五秒で読める掌編集


【世界の車内から】



「年寄りが目の前で立っているのよ? 席を譲ったらどうなの?」



「なら最低限、声をかけてくれ……。敬語でなくともお願いくらいはできるだろ? あなたは見た目が若く見えるから、実年齢までは分からないし、譲ったら譲ったで『年寄りじゃない』って怒られるかもしれないんだから、こっちも躊躇するよ。――気持ちを察してくれは無理。赤の他人の気持ちなんて分からないっての。おれは超能力者じゃないんだよ」











【流行に乗って】



「最近は短い動画が流行っているみたいでな……俺も作ってみたんだ――ほらこれ」


 見せられたそれは、一秒にも満たない動画の連続だった。


 まるで舞台上の上手から下手へ、僅かな隙間から見える幅を、なにが通り過ぎたのかを当てるような……。


 当然、動画の内容はよく分からない。

 踊ってみたわけでもなく。
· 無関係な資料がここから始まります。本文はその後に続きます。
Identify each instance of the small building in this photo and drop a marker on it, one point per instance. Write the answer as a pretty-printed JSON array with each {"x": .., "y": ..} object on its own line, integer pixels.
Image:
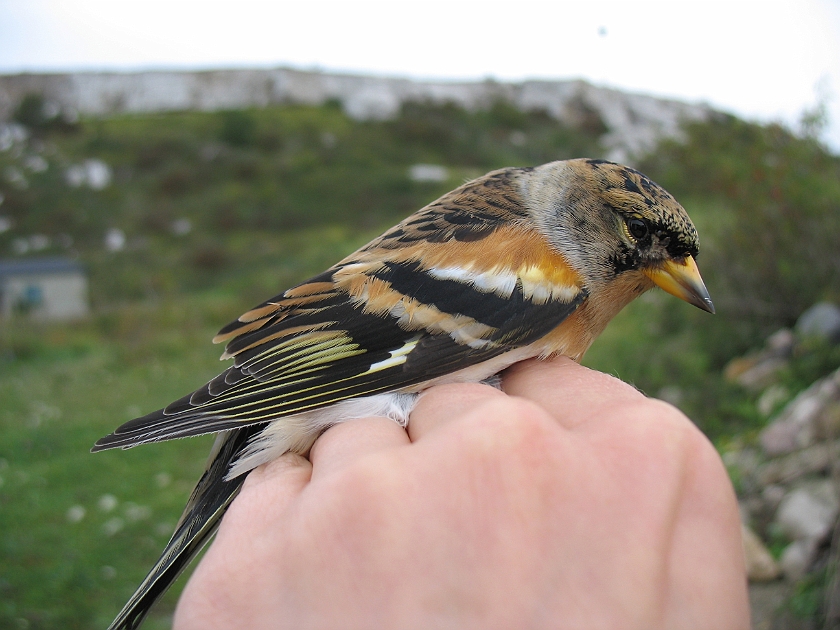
[{"x": 43, "y": 288}]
さすがに動きのない動画ではなかったけれど……、それ単体では意味が見出せない。連続して見ても……やはり分からない。繋げて分かる構成にもなっていないのだから、当然の感想だった。


 ただ短いだけだ。


 手軽に見れて、一瞬で終わる……確かに、選択する暇を与えずに始まって終わってしまえば、再生数は稼げるとは思うが……評価は悪いだろう。


「確かに短いけど……これはお前、短すぎるぜ。

 内容もよく分からねえし……それに、これはもうフラッシュ暗算じゃねえか」











【遠回りが一番の……】



「惚れたあの娘と付き合うためには、まずは将を射んとする者はまず馬を射よ――ということで、遠回りかもしれないが確実な手を使って近づいていこうと思う……つまり」


「ほおほお、興味深いな……微妙にずれてはいるが、まあ分からないでもない。

 ようは思い立ってすぐに告白するのではなく、下地を作っておくってことだろう? 小さなことからコツコツと……、近道をして一発成功は狙わない、か……慎重なお前が一体どんな手を使うのか、お手並み拝見だぜ」


「――つまり、付き合った時点を想定し、その場から逆算するべきなんだ――だから俺は答えを出した……、これだ。『新幹線で』、『座席のリクライニングを』、『限界まで倒す』――これで俺は、あの娘に近づける――……はずなんだ」


「は? ……それ、遠回り過ぎるというか……バタフライエフェクトに頼り過ぎじゃないか?」










【悪口がない世界】



「――だったら、幸せかな?」


「……いや。悪口という分かりやすい他者からの攻撃がなくなるだけで、仮にこれが褒め言葉だったとしても、『それが本来の意味で褒めている』のか、それとも『悪口を封じられたから仕方なく、嫌味として言っている』ものなのか、分からなくなる……。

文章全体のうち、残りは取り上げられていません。